Born in 1960, George Benjamin began composing at the age of seven. In 1976 he entered the Paris Conservatoire to study with Messiaen, after which he studied under Alexander Goehr at King's College Cambridge.

His first orchestral work, Ringed by the Flat Horizon, was performed at the BBC Proms when he was just 20. Antara was commissioned by IRCAM for the 10th anniversary of the Pompidou Centre in 1987. Benjamin conducted the first performances of Sudden Time at the Meltdown Festival in 1993, and Three Inventions for Chamber Orchestra at the Salzburg Festival in 1995. The LSO and Pierre Boulez gave the world premiere of Palimpsests in 2002 to mark the opening of the LSO's season-long retrospective "By George", a project which also included the premiere of Shadowlines by Pierre-Laurent Aimard. There have been numerous other retrospectives of his work in Paris, Brussels, Tokyo, Berlin, Strasbourg, Madrid, Lucerne, Frankfurt, Milan and Turin.

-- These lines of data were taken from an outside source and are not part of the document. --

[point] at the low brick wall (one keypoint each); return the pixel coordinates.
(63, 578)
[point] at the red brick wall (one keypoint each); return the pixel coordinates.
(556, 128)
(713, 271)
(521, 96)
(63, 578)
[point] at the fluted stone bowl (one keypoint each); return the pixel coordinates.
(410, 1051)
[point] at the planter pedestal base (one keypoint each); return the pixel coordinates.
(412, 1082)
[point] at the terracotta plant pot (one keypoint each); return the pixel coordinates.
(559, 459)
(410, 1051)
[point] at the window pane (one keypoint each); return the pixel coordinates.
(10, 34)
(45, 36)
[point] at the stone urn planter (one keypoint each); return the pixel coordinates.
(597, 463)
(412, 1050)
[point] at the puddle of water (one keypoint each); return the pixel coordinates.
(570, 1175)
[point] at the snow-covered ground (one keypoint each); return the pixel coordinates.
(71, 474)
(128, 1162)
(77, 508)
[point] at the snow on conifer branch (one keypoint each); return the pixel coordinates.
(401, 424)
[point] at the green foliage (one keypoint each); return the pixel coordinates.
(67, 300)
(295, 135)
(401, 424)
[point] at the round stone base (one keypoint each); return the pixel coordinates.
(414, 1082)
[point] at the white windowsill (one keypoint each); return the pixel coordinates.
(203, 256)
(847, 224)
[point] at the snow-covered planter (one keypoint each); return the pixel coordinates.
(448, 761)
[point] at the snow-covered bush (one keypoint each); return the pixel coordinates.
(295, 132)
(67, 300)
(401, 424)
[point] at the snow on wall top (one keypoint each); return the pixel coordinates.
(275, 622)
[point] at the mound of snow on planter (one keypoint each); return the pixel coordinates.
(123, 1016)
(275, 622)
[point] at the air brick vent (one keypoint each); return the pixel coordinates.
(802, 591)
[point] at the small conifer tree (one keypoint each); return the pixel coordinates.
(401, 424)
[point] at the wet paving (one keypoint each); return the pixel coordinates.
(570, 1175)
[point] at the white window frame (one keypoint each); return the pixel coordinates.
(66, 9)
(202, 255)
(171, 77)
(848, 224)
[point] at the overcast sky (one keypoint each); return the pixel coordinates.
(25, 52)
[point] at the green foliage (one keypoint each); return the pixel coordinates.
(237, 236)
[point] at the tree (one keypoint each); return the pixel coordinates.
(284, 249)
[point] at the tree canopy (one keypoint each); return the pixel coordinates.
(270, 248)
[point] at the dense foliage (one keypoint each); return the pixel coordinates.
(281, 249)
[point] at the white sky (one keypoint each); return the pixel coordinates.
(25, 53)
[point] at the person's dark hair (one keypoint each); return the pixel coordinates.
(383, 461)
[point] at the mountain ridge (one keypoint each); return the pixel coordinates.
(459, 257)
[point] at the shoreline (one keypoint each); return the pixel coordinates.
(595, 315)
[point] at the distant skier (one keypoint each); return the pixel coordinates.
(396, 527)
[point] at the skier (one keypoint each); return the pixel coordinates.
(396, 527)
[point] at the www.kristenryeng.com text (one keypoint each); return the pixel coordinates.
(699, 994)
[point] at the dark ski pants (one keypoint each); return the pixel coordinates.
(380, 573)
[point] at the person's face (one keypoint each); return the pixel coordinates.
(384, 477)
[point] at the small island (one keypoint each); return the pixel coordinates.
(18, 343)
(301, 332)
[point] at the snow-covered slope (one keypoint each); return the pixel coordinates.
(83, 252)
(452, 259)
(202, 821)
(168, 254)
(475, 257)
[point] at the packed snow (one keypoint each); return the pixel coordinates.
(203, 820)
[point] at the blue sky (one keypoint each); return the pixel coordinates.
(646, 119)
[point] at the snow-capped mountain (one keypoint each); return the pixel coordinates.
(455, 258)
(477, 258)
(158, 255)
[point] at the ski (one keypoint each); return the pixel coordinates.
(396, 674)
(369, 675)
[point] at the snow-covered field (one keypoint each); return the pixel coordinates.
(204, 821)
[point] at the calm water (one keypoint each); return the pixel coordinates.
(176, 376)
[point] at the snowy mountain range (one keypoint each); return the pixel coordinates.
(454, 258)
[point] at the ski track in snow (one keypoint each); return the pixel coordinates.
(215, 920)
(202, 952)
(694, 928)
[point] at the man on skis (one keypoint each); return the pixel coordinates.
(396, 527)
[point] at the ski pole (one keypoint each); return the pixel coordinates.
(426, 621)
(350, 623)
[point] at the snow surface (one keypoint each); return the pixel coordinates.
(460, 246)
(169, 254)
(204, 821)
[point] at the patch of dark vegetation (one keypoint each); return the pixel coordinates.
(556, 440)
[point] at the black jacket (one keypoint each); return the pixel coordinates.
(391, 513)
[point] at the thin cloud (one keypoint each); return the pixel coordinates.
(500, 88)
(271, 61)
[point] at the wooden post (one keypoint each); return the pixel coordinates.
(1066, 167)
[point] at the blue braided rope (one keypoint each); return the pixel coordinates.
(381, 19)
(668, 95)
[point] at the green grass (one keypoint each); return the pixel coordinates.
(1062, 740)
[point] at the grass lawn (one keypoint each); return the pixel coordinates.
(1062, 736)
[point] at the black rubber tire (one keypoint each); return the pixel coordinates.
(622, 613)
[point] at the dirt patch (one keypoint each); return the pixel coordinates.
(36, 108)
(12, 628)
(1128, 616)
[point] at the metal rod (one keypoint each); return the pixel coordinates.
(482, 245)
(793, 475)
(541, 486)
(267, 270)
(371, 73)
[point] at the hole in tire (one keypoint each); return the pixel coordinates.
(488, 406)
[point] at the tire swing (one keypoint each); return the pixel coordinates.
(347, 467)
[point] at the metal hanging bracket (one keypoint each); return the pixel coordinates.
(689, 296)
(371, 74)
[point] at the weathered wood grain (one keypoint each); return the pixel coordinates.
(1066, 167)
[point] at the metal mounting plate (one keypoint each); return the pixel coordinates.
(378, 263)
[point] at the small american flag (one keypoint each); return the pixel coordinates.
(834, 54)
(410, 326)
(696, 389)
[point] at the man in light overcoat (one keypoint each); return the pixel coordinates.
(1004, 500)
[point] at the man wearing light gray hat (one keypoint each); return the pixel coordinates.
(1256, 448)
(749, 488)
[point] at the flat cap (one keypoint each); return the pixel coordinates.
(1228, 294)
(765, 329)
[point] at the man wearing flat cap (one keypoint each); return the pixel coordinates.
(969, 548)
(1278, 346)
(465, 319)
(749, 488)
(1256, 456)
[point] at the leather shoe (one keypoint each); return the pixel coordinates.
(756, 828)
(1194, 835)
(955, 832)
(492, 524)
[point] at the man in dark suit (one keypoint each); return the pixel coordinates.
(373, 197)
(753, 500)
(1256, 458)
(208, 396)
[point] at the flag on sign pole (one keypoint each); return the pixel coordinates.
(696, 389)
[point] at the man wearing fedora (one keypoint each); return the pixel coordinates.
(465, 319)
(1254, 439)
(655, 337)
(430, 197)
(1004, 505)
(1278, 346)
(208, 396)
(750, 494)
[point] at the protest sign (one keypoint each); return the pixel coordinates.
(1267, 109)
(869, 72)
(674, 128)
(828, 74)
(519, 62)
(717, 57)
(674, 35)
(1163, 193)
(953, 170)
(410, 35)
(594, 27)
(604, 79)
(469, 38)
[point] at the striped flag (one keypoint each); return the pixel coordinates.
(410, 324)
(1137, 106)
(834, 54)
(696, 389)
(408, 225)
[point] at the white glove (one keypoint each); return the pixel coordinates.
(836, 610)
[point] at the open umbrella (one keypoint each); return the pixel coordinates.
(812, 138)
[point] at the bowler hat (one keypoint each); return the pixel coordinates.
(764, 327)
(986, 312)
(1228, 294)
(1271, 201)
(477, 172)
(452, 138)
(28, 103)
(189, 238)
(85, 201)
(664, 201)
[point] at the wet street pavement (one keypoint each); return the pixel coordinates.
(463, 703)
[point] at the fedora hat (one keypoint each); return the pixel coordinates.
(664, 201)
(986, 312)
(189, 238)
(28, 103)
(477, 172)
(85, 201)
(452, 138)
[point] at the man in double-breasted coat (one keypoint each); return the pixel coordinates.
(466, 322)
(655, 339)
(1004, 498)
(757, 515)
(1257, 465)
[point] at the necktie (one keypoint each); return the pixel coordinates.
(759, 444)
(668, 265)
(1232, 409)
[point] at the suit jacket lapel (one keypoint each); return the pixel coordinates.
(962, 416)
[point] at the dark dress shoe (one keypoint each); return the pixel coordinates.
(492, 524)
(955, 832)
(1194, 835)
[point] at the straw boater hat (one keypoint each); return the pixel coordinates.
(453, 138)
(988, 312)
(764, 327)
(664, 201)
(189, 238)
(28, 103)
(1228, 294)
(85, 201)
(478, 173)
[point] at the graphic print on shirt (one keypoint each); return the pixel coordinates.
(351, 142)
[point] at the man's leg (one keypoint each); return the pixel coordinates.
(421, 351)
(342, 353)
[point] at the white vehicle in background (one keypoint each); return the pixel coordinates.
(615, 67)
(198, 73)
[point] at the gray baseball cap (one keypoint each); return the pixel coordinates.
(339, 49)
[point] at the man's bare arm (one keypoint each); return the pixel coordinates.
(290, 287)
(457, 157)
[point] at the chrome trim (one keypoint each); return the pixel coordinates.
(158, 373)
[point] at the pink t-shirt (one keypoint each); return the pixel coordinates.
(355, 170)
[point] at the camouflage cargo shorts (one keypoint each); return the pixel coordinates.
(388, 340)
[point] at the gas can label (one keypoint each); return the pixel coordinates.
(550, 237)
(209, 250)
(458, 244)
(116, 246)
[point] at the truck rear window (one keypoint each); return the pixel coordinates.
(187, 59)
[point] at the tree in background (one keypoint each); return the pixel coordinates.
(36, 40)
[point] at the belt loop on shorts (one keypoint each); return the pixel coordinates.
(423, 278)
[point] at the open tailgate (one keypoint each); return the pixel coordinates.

Benjamin’s first operatic work, Into the Little Hill, a collaboration with playwright Martin Crimp, was commissioned by the 2006 Festival d'Automne in Paris and won the Royal Philharmonic Society’s 2008 Award for Large-Scale Composition. The duo’s second operatic collaboration, Written on Skin, was commissioned and premiered by the Festival d’Aix en Provence (July 2012), and has subsequently been presented in over ten cities worldwide, with many future productions planned. The opera has been recorded on CD and DVD, broadcast on radio and television, and won prizes internationally (including Opern Welt, International Opera, and a Grand Prix from the Académie Charles Cros). Benjamin and Crimp are now working on their third project, a full-scale opera for the Royal Opera House, London, to be premiered in 2018.

Benjamin regularly conducts the world's leading ensembles and orchestras, including the London Sinfonietta, Ensemble Modern, Ensemble Intercontemporain, Mahler Chamber Orchestra, the Philharmonia, Cleveland and Concertgebouw orchestras and the Berlin Philharmonic.  He has given numerous world premieres, including important works by Rihm, Chin, Grisey and Ligeti. He has frequently performed and taught at Tanglewood since his first appearance there in 1999. 

Benjamin is a Commandeur dans l’ordre des Arts et des Lettres, a member of the Bavarian Academy of Fine Arts and a CBE. An honorary fellow of King’s College Cambridge, the Guildhall School, the Royal College and the Royal Academy of Music, he was chosen as Musical America’s Composer of the Year in 2014. He lives in London, and since 2001 has been the Henry Purcell Professor of Composition at King‘s College, London.

His works are recorded on Nimbus Records and are published by Faber Music in London.